Only 10% of the community bankers responding to a survey by Pacific Coast Bankers' Bancshares said they would like to participate in the Treasury Department's capital purchase program.
Of the 160 community bankers who participated in the survey, 66% said they do not intend to use the program and 24% said they are undecided.
The $504 million-asset parent of Pacific Coast Bankers' Bank in San Francisco said it conducted the survey Thursday with its broker-dealer unit, Banc Investment Group LLC. It released the results to American Banker on Friday.
More than half of the bankers (51%) said they think the revised economic plan — with the government buying equity stakes in banks and guaranteeing bank debt — would help solve the financial crisis.
But 54% said they do not think the plan is worth the risk to the taxpayer.
Of those who hope to use the capital purchase program, 58% said they would take just the minimum amount of capital.
Six in 10 of the survey participants said they doubt the program would increase lending.

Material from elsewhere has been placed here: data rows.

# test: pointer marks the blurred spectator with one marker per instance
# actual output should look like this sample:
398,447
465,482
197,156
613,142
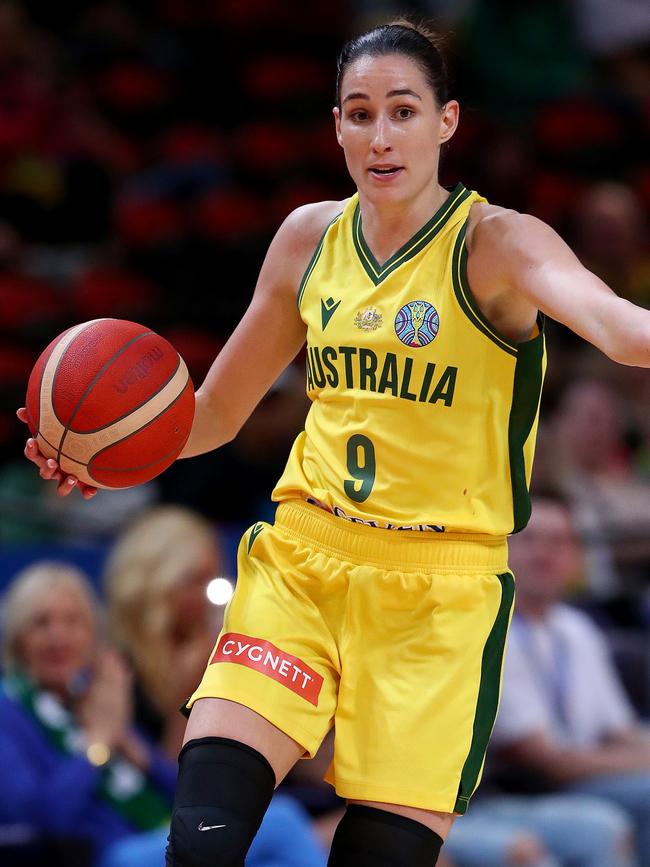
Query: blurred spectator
541,831
610,502
610,237
613,26
565,723
160,616
77,771
73,766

"The injection of capital will increase the capacity to lend, but I do not see how it will increase the willingness to lend," and the potential taxpayer burden is hard to reconcile, one banker wrote. "I do, however, feel better about this revised plan, because of the multiplicative effects of a capital injection versus straight troubled asset purchases."
Others complained that the capital injection could help weak banks survive and that it would be only a minor help to healthy ones.
"This is just like where youth athletics is going," one survey participant wrote. "You can't distinguish a winner from a loser, because everyone gets a trophy."